Os factos 1.1.Os factos, as ocorrências e elementos processuais a considerar na decisão deste recurso são os que já constam do relatório enunciado em I. supra relevando ainda os seguintes factos considerados provados pela 1.ª instância na decisão recorrida: a) Por documento escrito A. F. declarou ceder a L. M., para sua habitação, o gozo do imóvel situado na Rua ...
, em Guimarães, pelo prazo de 1 ano, a começar em 01.01.1966, e contra o pagamento de uma renda anual de 14.400$00, a liquidar em duodécimos de 1.200$00 no 1.º dia do mês a que respeitassem na casa do senhorio; b) O imóvel identificado em a) integra actualmente a herança líquida e indivisa aberta por óbito de A. M., de que a A. é cabeça-de-casal; c) Por óbito do L. M. o direito de gozo foi transmitido para a sua filha, aqui R.; d) O imóvel referido em a) constitui a casa de morada de família dos RR.; e) Em Abril de 2018, fruto de sucessivas actualizações, o valor dos duodécimos mencionados em a) era de €258,29; f) Com data de 12.04.2018 e endereçada a ambos os RR., a A. remeteu-lhes uma (única) carta registada, com AR; g) Lê-se na carta referida em f): “Vem na qualidade de cabeça-de-casal da herança aberta por óbito de seu marido A. M. (...) comunicar-lhes, nos termos e para os efeitos no art. 30.º do NRAU (...) que o contrato de arrendamento fica submetido ao NRAU bem como que - O valor do locado, avaliado nos termos dos artigos 38.º e seguintes do Código do Imposto Municipal sobre Imóveis é de €123.261,01, conforme caderneta predial que se junta, - O valor da renda passa para o montante mensal de €684,79 (...) o que corresponde a 1/15 do valor patrimonial do locado.
- O contrato de arrendamento para fins habitacionais passa a ter a duração certa de um ano a contar da presente data.

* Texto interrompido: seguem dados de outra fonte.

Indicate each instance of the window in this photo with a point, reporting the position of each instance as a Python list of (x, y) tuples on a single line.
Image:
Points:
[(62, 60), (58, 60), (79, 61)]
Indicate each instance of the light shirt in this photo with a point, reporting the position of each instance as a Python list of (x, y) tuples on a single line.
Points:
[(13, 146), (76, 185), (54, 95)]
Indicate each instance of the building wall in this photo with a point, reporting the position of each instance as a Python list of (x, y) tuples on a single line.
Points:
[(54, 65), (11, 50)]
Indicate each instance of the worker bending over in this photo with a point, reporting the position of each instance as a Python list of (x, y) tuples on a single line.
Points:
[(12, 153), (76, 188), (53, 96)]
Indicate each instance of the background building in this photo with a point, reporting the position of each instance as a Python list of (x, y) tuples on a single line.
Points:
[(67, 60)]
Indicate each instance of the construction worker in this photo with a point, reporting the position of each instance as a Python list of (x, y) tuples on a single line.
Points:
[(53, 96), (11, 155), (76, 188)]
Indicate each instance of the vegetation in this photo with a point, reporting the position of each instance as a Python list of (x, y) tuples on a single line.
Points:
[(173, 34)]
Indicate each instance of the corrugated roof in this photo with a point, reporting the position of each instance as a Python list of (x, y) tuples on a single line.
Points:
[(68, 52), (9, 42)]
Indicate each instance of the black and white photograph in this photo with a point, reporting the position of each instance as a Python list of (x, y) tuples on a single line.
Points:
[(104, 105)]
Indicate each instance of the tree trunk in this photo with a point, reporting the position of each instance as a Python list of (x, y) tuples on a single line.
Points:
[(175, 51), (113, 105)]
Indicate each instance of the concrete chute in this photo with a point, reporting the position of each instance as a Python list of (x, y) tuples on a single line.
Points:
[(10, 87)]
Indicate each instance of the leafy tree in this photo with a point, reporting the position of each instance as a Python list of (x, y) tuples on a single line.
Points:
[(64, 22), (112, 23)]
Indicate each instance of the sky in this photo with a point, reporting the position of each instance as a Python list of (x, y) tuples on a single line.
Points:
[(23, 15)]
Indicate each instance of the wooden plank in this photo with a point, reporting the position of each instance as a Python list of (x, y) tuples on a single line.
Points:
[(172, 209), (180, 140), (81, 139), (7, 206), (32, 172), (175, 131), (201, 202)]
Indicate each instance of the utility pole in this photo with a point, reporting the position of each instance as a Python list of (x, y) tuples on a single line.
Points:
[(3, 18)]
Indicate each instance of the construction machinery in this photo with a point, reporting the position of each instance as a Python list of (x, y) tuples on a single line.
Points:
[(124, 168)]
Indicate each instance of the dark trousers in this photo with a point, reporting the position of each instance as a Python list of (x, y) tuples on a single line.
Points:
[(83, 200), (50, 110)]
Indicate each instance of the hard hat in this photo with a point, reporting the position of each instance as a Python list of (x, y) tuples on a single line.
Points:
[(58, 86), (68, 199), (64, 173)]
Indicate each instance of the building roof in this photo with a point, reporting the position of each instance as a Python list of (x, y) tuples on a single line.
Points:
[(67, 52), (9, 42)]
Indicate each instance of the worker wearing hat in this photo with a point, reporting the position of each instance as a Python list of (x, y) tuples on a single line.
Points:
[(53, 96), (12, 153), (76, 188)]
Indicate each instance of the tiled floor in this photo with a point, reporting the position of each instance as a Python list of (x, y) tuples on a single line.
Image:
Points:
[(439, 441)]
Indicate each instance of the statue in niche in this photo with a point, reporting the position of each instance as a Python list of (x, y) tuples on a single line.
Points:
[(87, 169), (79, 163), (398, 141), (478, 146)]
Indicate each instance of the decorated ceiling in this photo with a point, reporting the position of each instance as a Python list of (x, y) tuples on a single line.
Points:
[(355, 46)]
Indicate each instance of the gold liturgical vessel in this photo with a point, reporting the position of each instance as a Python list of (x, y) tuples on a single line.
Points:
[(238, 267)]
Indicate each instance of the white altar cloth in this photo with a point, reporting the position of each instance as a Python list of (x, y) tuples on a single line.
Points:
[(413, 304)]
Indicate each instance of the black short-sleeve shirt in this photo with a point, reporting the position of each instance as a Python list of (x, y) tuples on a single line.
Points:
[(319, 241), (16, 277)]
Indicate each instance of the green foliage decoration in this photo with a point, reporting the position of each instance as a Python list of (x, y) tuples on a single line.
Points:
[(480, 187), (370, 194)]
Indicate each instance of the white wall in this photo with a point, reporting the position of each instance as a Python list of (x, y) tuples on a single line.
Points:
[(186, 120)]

Mais informo V. Exas. de que dispõem de trinta dias, a contar da recepção da presente carta, para se opor à presente comunicação, através dos meios previstos no art. 31.º do NRAU, sendo que a falta de resposta por parte de V. Exas. no referido prazo vale como aceitação da renda, bem como do tipo e da duração do contrato constante da presente comunicação, ficando o mesmo...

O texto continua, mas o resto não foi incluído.